Il problema delle cimici asiatiche non solo non è stato risolto, ma è addirittura peggiorato con gli agricoltori che si ritrovano senza armi a combattere una vera e propria invasione che minaccia i raccolti. Negli ultimi anni la presenza dell’insetto alieno è aumentata in modo significativo, causando danni crescenti alle coltivazioni, in particolare alle pomacee, piante che producono come frutto un pomo quali mele e pere. A lanciare l’allarme sono gli agricoltori romagnoli, che denunciano una situazione paradossale: la cimice avanza, ma gli strumenti per combatterla diminuiscono.

«Il problema della cimice asiatica e i conseguenti danni non si sono risolti, anzi sono addirittura cresciuti - denuncia Walter Casadei, presidente della sezione frutticoltura di Confagricoltura Forlì-Cesena e Rimini -. La presenza della cimice è maggiore. Chi ne risente in maniera particolare sono le pomacee. Anche durante la raccolta si trovano cimici sul frutto - prosegue - . Gli antiparassitari per combatterle si sono ridotti: sia i principi attivi da utilizzare sia il numero degli interventi consentiti».

Una tenaglia normativa dettata dall’Europa che lascia gli agricoltori sempre più disarmati di fronte a un nemico che invece prolifera. La scorsa settimana, durante una riunione in Regione, Casadei ha presentato una proposta: «Anziché far fare alla Regione il lancio di antagonisti per la cimice asiatica sul territorio in modo dispersivo - spiega - si potrebbe permettere ad ogni azienda interessata di poter fare il lancio di antagonisti all’interno della propria azienda usufruendo di un contributo, in modo che sia più focalizzata e non dispersiva. Bisogna poi trovare nuovi prodotti meno impattanti a livello ambientale che possano essere efficaci per combattere la cimice», aggiunge.
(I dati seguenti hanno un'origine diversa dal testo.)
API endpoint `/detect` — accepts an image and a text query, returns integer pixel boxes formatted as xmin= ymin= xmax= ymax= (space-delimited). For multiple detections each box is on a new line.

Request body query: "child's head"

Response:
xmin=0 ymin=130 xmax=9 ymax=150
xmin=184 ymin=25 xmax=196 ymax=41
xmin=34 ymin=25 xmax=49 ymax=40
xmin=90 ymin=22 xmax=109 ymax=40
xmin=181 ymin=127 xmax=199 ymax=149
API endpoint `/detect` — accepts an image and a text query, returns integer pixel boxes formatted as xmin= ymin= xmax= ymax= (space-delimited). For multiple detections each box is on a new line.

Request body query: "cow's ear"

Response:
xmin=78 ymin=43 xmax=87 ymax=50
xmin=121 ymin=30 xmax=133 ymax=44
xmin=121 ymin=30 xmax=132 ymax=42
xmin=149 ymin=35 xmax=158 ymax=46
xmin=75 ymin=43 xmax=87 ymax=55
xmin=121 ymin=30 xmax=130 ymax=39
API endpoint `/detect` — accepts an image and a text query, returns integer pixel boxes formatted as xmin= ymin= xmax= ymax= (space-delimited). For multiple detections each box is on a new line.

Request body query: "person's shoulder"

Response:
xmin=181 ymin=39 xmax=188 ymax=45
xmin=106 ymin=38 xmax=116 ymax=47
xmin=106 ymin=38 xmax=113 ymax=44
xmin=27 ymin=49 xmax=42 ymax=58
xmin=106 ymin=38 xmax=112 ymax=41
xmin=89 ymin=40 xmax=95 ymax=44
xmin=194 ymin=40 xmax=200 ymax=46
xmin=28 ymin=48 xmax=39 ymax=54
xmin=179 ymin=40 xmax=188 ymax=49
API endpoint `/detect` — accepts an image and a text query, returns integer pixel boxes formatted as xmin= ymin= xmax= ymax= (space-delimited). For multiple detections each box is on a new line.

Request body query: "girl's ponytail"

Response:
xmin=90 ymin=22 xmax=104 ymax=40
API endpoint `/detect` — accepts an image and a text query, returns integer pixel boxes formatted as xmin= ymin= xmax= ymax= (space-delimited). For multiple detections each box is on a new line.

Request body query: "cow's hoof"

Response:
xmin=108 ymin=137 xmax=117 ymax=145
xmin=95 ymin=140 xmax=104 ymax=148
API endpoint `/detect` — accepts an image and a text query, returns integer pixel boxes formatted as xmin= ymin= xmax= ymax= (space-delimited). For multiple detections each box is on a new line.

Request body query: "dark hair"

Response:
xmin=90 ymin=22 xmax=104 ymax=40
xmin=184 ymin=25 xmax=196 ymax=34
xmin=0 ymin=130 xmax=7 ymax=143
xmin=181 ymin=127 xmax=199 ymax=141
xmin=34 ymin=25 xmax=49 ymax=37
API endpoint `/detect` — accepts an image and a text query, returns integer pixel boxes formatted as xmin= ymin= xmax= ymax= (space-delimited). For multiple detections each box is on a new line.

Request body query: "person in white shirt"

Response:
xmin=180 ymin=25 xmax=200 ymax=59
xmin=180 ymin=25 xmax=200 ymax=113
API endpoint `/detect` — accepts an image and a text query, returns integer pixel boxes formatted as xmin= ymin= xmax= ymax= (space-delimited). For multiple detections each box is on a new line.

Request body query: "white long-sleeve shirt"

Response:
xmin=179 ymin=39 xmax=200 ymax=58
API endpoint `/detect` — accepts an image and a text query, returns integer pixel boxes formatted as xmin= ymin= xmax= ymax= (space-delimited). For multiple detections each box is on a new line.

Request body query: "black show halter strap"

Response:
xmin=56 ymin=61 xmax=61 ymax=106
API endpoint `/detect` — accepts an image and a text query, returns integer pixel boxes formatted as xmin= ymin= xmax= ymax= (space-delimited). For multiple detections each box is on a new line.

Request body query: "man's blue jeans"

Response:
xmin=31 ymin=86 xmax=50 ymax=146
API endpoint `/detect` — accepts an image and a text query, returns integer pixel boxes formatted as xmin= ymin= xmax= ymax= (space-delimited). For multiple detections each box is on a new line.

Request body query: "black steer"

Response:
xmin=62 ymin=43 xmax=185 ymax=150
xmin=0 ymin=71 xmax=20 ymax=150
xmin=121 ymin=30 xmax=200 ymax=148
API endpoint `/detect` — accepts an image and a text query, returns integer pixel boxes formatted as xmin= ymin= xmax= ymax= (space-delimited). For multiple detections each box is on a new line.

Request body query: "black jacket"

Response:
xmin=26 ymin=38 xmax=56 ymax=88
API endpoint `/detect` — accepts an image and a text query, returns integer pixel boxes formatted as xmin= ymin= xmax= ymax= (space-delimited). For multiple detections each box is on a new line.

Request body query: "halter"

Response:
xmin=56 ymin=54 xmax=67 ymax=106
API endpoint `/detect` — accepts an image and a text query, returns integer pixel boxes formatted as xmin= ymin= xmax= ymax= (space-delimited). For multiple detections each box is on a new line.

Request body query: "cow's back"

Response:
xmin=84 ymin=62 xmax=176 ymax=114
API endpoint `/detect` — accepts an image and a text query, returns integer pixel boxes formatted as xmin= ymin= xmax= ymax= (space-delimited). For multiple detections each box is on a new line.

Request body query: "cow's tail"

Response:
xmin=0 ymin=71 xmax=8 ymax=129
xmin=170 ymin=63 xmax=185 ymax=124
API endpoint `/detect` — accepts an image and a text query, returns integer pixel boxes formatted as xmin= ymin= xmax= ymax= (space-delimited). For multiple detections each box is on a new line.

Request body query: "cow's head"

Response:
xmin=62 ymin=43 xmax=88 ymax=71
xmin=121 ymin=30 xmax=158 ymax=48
Sulla stessa linea Danilo Misirocchi, presidente di Cia Romagna, che conferma la gravità della situazione: «Il danno c’è - conferma -. Storicamente in Romagna eravamo riusciti ad avere minori problemi rispetto all’Emilia, però ultimamente il problema è aumentato perché si continua a togliere delle molecole per poter intervenire. Noi siamo sempre più senza armi». La produzione racconta una storia di vulnerabilità crescente: «Per le produzioni fino a luglio riusciamo ancora ad agire - spiega - ma da luglio diventa complicato: pesche tardive, kiwi, pere e mele restano esposte all’attacco delle cimici senza strumenti adeguati di difesa». Gli antagonisti naturali sono una strada percorribile ma non sufficiente: «È sicuramente un intervento di lotta importante che va perseguito, ma non risolve il problema - afferma - . Non abbiamo raggiunto in questi anni dei livelli sufficienti. La cimice è stata importata dall’America e non ci sono antagonisti naturali qui, dunque prima che si crei un equilibrio in natura servono tempi lunghi. Vanno perseguite tutte le strade - sottolinea il presidente di Cia Romagna -. Ci sono anche trappole che si montano quando le cimici cercano ripari per l’inverno ma servono delle molecole sufficienti per contrastarle efficacemente».